À Paris, le 30/10/2007, un dessin en pleine page : un homme debout nu contemple une femme allongée, nue également. le cinq décembre 2007, au Mexique, à Amatlán, le jardin, vu de l'intérieur de la maison, les feuilles de lierre sont en fer forgé, derrière se trouvent une cour et un arbre. le même jour, dans cette cour, deux chiens, un jaune et un noir, dorment au soleil. le chien jaune a les yeux très bleus, avec une pupille noire au milieu, le souvenir d'un ancêtre du Grand Nord. le même jour, la vue depuis la terrasse de la maison, deux vautours tournent là-haut, au-dessus des montagnes. Suit une représentation réalisée le lendemain, de la maison vue de la route pavée : elle se trouve à l'extrémité d'une allée, au milieu de la végétation. Toujours un dessin en pleine page : l'intérieur de la maison, il ne faut pas marcher pieds nus, il y a des scorpions. Un dessin d'église : Edmond indique qu'il est au Mexique puisqu'il dessine une église mexicaine, l'église Santa Maria à Tepoztlan, le six décembre 2007. Dans cette ville, il rencontre un Italien dans un café : il s'appelle Andrés, il vit ici. Ils se parlent, Edmond lui dit qu'il fait de la bande dessinée. Son interlocuteur lui répond qu'il y en a un qui vient ici tous les étés, un auteur comme lui. Qui ? Golo. Qui ? Golo ?... Edmond n'en revient pas : son ami Golo, parisien et égyptien, bientôt mexicain, ici !

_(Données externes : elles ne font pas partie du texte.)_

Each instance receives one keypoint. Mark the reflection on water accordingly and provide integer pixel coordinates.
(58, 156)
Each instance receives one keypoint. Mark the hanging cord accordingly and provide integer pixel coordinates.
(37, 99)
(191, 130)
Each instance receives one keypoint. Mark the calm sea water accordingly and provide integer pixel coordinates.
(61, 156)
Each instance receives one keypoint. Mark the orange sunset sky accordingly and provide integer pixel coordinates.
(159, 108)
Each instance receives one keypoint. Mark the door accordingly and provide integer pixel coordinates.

Première promenade dans la montagne qui est derrière la maison le sept décembre 2007. Désir de voir, d'aller là où tournent les vautours, dans leur paix. Zapata s'est caché ici. de la vallée montent des hurlements qui n'ont pas de pauses, les aboiements des chiens, beaucoup de chiens, errants aussi. Peut-être qu'en bas, les hommes silencieux crient leurs misères à travers les gorges des chiens ? le soleil se couche, il faut redescendre. le lendemain, Edmond fait la connaissance de Manuel, Anne, Juan Pablo. En son for intérieur, il s'interroge. Encore une fois un livre. Encore ?... Un carnet de voyage ? Il est assis dans un jardin, quelque chose comme un jardin. La couleur dominante est celle de la brique, du beige aussi avec des taches vertes. On est environ à 1.700 mètres d'altitude, début décembre, il fait doux. Il y a des arbres dans ce jardin, des ciruelos, une espèce de prunier dont les fruits ont le goût des oranges, un peu, avec un gros noyau. Deux maisons se font face, dans celle qui est dans son dos il y a Anne, Anne écrit pour plusieurs journaux français. Devant, il y a celle où il loge avec elle, elle c'est Neige. Il l'entend rire avec Magali dans la cuisine. Magali donne des cours de philosophie dans une université à Cuernavaca.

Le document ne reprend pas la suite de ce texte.